Consider migrating legacy webhooks to Notification Channels for a unified configuration experience. Create a new Webhook type notification channel with the same URL, headers, and HMAC secret, then delete the legacy webhook.
Webhook payload
Each webhook delivery (both legacy and Webhook-type notification channels) sends a JSON POST body with the following fields:
{
"alertId": "evt_abc123",
"status": "firing",
"ruleName": "High CPU Usage",
"severity": "warning",
"environment": "Production",
"team": "Platform",
"node": "node-01.example.com",
"metric": "cpu_usage",
"value": 85.5,
"threshold": 80,
"message": "CPU usage is 85.50 (threshold: > 80)",
"timestamp": "2026-03-06T12:00:00.000Z",
"dashboardUrl": "https://vectorflow.example.com/alerts",
"content": "**Alert FIRING: High CPU Usage**\n> CPU usage is 85.50 ..."
}The content field contains a pre-formatted, human-readable summary suitable for chat platforms like Slack or Discord.
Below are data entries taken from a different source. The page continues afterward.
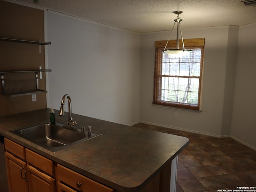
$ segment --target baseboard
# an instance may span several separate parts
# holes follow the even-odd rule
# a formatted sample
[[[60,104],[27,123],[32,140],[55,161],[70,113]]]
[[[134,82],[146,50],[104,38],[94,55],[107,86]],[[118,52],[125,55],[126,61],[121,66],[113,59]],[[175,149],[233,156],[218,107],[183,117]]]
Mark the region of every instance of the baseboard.
[[[238,139],[238,138],[236,138],[236,137],[234,137],[232,135],[230,136],[230,137],[231,138],[232,138],[233,139],[234,139],[235,140],[236,140],[237,141],[238,141],[238,142],[244,144],[244,145],[246,145],[246,146],[248,146],[248,147],[254,150],[254,151],[256,151],[256,148],[255,147],[254,147],[253,146],[250,145],[249,144],[248,144],[248,143],[246,143],[245,142],[244,142],[244,141],[242,141],[242,140],[240,140],[240,139]]]
[[[151,122],[147,122],[146,121],[140,121],[140,122],[141,123],[144,123],[145,124],[148,124],[149,125],[154,125],[156,126],[160,126],[160,127],[165,127],[166,128],[169,128],[170,129],[175,129],[176,130],[178,130],[180,131],[186,131],[186,132],[189,132],[190,133],[196,133],[197,134],[200,134],[201,135],[207,135],[208,136],[211,136],[212,137],[217,137],[218,138],[224,138],[225,137],[229,137],[230,136],[230,135],[216,135],[215,134],[212,134],[210,133],[205,133],[204,132],[195,131],[194,130],[188,130],[186,129],[184,129],[183,128],[178,128],[176,127],[173,127],[172,126],[166,126],[165,125],[162,125],[161,124],[154,123]]]

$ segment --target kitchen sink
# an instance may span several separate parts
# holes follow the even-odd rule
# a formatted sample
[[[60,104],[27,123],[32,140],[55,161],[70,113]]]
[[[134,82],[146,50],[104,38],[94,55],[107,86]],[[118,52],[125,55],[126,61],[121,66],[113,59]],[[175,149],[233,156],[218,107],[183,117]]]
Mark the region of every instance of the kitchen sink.
[[[54,152],[101,135],[93,132],[88,135],[87,131],[75,130],[65,126],[58,122],[44,123],[10,131]]]

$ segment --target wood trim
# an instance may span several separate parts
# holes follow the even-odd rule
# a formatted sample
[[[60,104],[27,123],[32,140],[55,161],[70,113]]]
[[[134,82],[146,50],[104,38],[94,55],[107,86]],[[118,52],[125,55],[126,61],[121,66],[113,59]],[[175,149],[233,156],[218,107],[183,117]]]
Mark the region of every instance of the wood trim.
[[[156,48],[164,48],[167,41],[167,40],[155,41],[155,47]],[[166,47],[176,47],[176,40],[169,40]],[[204,38],[186,39],[184,39],[183,41],[185,48],[186,47],[192,46],[204,46]],[[180,47],[182,47],[182,46],[181,39],[179,40],[179,46]]]

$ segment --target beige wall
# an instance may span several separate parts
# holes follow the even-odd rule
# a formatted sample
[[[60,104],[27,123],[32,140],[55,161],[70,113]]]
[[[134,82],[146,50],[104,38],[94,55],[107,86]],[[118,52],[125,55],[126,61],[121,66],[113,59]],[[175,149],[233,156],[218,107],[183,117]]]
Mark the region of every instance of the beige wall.
[[[154,42],[166,39],[169,32],[142,35],[140,122],[217,137],[231,136],[256,149],[255,31],[255,23],[182,31],[186,38],[205,38],[201,112],[152,104]]]
[[[256,23],[241,27],[231,136],[256,149]]]
[[[224,102],[229,28],[183,30],[186,38],[205,38],[202,112],[152,104],[154,66],[154,42],[169,32],[142,35],[140,76],[141,122],[221,136]],[[175,38],[175,37],[172,37]],[[175,117],[175,113],[178,118]],[[231,119],[229,120],[231,121]]]

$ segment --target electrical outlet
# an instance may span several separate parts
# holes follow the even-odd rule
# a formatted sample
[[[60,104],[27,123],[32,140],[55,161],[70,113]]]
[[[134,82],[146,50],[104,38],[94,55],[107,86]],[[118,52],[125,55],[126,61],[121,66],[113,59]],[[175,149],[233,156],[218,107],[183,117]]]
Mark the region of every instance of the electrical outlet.
[[[36,94],[32,94],[32,101],[36,101]]]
Generic consumers can ignore it and use the structured fields instead.
Webhook security
- HMAC signing -- When an HMAC secret is configured, VectorFlow computes
sha256=<hex-digest>over the raw JSON body and includes it in theX-VectorFlow-Signatureheader. Verify this on your server to ensure payload authenticity. - SSRF protection -- VectorFlow validates that webhook and Slack URLs resolve to public IP addresses. Private and reserved IP ranges are blocked.
- Timeout -- All notification channel deliveries time out after 10 seconds.
Alert history
The Alert History section shows a chronological list of all alert events in the current environment. Each row displays:
| Column | Description |
|---|---|
| Timestamp | When the alert fired. |
| Rule Name | The alert rule that triggered. |
| Node | The node where the condition was detected. |
| Pipeline | The pipeline associated with the rule (or "-" for environment-wide rules). |
| Status | Firing (red) or Resolved (green). |
| Value | The metric value at the time the alert was evaluated. |
| Message | A human-readable summary of the condition. |
Click Load more at the bottom of the table to fetch older events. Events are ordered newest-first.
Alert states
An alert event transitions through two states:
- Firing -- The rule's condition has been met for the required duration. The alert is active and notifications have been sent to all configured channels.
- Resolved -- The condition is no longer met. The alert closes automatically and a resolution notification is sent to all configured channels.